Rhein Fire: Die Formation um Jadrian Clark funktionierte makellos
Doch so brachte die beste Verteidigung der Saison – wofür Defensiv-Coordinator Richard Kent zum Assistenz-Coach des Jahres ernannt wurde – die Wiener komplett aus dem Konzept. „Wir trainieren das immer wieder. Das ist mein Job. Wenn du den Ball siehst, schlag drauf“, lachte Flamur Simon, angesprochen auf den ersten Ballverlust von Karri Pajarinen, den der Linebacker gegen den Vikings-Runningback im ersten Viertel erzwungen hatte. Beim nächsten Angriff der Wiener sorgte Omari Williams mit dem Helm für einen Fumble bei Pajarinen. Und beide Male nutzte die Offensive von Rhein Fire das durch die Turnover gewonnene Angriffsrecht zu eigenen Touchdowns und dem Ausbau der Führung. Die Formation um Jadrian Clark funktionierte makellos.
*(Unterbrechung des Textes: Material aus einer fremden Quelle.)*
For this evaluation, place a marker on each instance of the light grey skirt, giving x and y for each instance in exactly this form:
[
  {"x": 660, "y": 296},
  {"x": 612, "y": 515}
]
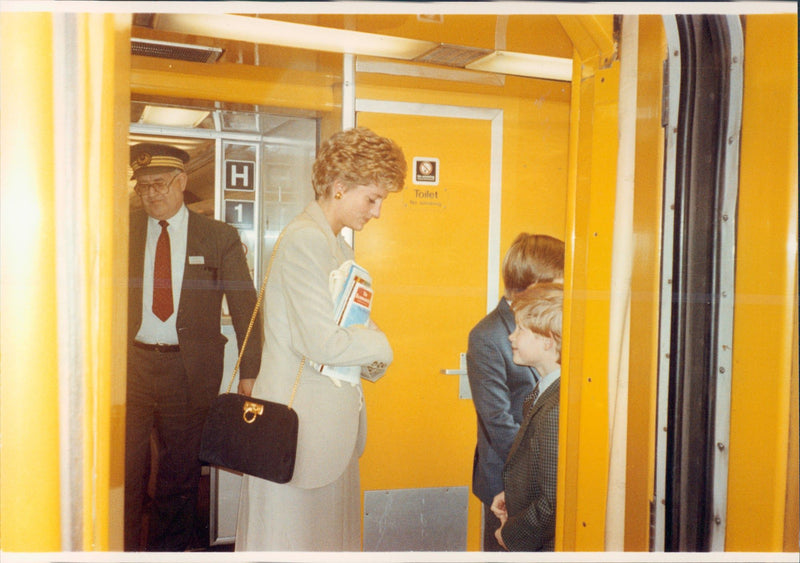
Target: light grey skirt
[{"x": 275, "y": 517}]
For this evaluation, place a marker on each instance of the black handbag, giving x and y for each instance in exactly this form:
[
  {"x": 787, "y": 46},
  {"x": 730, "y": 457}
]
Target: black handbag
[{"x": 250, "y": 435}]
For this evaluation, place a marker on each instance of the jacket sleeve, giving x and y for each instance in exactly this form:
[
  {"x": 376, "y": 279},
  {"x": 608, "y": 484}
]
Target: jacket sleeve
[
  {"x": 533, "y": 528},
  {"x": 486, "y": 370},
  {"x": 240, "y": 295},
  {"x": 304, "y": 270}
]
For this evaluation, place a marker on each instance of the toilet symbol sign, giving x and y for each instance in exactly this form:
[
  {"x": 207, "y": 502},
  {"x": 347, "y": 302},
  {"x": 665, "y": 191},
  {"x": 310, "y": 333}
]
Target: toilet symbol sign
[{"x": 426, "y": 171}]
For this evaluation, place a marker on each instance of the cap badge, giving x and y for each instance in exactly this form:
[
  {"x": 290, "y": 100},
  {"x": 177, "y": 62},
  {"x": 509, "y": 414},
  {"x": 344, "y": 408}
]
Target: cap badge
[{"x": 143, "y": 159}]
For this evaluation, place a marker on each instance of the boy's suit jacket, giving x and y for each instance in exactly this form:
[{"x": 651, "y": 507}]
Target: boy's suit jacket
[
  {"x": 529, "y": 477},
  {"x": 223, "y": 271},
  {"x": 499, "y": 386}
]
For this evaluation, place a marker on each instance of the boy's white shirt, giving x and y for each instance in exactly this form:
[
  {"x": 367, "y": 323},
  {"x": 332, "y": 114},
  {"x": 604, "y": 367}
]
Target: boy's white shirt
[{"x": 547, "y": 381}]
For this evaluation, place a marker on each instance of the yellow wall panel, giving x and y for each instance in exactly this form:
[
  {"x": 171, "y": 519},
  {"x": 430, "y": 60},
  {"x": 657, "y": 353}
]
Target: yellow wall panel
[
  {"x": 645, "y": 284},
  {"x": 766, "y": 287},
  {"x": 583, "y": 438},
  {"x": 29, "y": 408}
]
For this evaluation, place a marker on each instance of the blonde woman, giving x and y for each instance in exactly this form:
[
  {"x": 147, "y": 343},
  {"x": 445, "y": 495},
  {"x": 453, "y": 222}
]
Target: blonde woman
[{"x": 319, "y": 509}]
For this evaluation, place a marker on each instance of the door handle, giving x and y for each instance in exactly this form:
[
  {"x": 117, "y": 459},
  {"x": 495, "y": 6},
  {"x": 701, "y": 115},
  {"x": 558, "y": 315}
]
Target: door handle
[{"x": 464, "y": 392}]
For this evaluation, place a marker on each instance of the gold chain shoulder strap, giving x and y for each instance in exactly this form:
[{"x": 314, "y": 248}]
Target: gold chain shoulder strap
[{"x": 253, "y": 320}]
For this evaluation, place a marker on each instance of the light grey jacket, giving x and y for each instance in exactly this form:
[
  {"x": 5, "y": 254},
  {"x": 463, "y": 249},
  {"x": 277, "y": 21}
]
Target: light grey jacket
[{"x": 299, "y": 321}]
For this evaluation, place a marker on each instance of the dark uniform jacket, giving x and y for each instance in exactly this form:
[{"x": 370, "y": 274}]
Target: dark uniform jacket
[{"x": 224, "y": 271}]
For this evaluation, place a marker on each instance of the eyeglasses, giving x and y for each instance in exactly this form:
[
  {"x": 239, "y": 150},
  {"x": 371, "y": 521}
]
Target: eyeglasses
[{"x": 160, "y": 186}]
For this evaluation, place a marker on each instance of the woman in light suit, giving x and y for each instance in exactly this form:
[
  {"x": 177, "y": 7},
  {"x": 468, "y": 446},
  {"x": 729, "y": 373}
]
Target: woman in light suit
[{"x": 319, "y": 509}]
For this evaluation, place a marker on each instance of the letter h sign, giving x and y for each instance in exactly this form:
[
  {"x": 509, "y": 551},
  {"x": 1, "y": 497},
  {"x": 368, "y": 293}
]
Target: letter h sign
[{"x": 239, "y": 175}]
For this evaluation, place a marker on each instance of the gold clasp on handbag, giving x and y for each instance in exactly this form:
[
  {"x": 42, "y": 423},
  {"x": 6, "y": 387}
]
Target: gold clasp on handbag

Der wertvollste Spieler der Saison, Runningback Glen Toonga, sorgte über die kurzen Distanzen mit seinem außerordentlichen Laufspiel für zwei Touchdowns und zahlreiche erste Versuche. Die „Big Plays“ erzielten die Rheinländer aber über eine sehr variable Pass-Offensive und einen gut aufgelegten Quarterback, der mit 20 Pässen, 276 Yards und drei Touchdown-Pässen MVP des Finales wurde. „Das ist nicht der Verdienst eines einzelnen. Alle haben ein großartiges Spiel gemacht“, gab Clark die Auszeichnung an das ganze Team weiter. „Wir hatten alle ein sehr viel engeres Spiel erwartet. Aber alles lief für uns. Unsere Defense hat die Turnover besorgt, und in der Offense haben einfach alle gebombt.“
Jeden Angriff in der ersten Halbzeit brachte Fire so erfolgreich zu Ende. Erst im dritten Viertel mussten die Rheinländer das Ei per Punt im vierten Versuch abgeben. „Der größte Unterschied war, dass Fire fast 40 Minuten in Ballbesitz war“, zog Vikings-Headcoach Chris Calaycay vor der Angriffsmaschinerie um Clark den Hut. Dass dessen einziger Fehler nicht bestraft wurde, weil sich sich die Wiener ihren einzigen Turnover bei der Interception von Cole Coleman durch ein Foul in der eigenen Endzone selbst zunichte machten, passte ins Bild des gebrauchten Tags der Vikings. Selbst zwei Kickoffs setzten sie daneben, sodass Fire gleich eine gute Feldposition hatte, was Clark & Co. eiskalt ausnutzten. Dass Ben Holmes beim Stand von 13:37 das Ei dann auch noch unter Druck in die Hände von Safety Marloshawn Franklin warf, versaute dem Quarterback die Stimmung gänzlich.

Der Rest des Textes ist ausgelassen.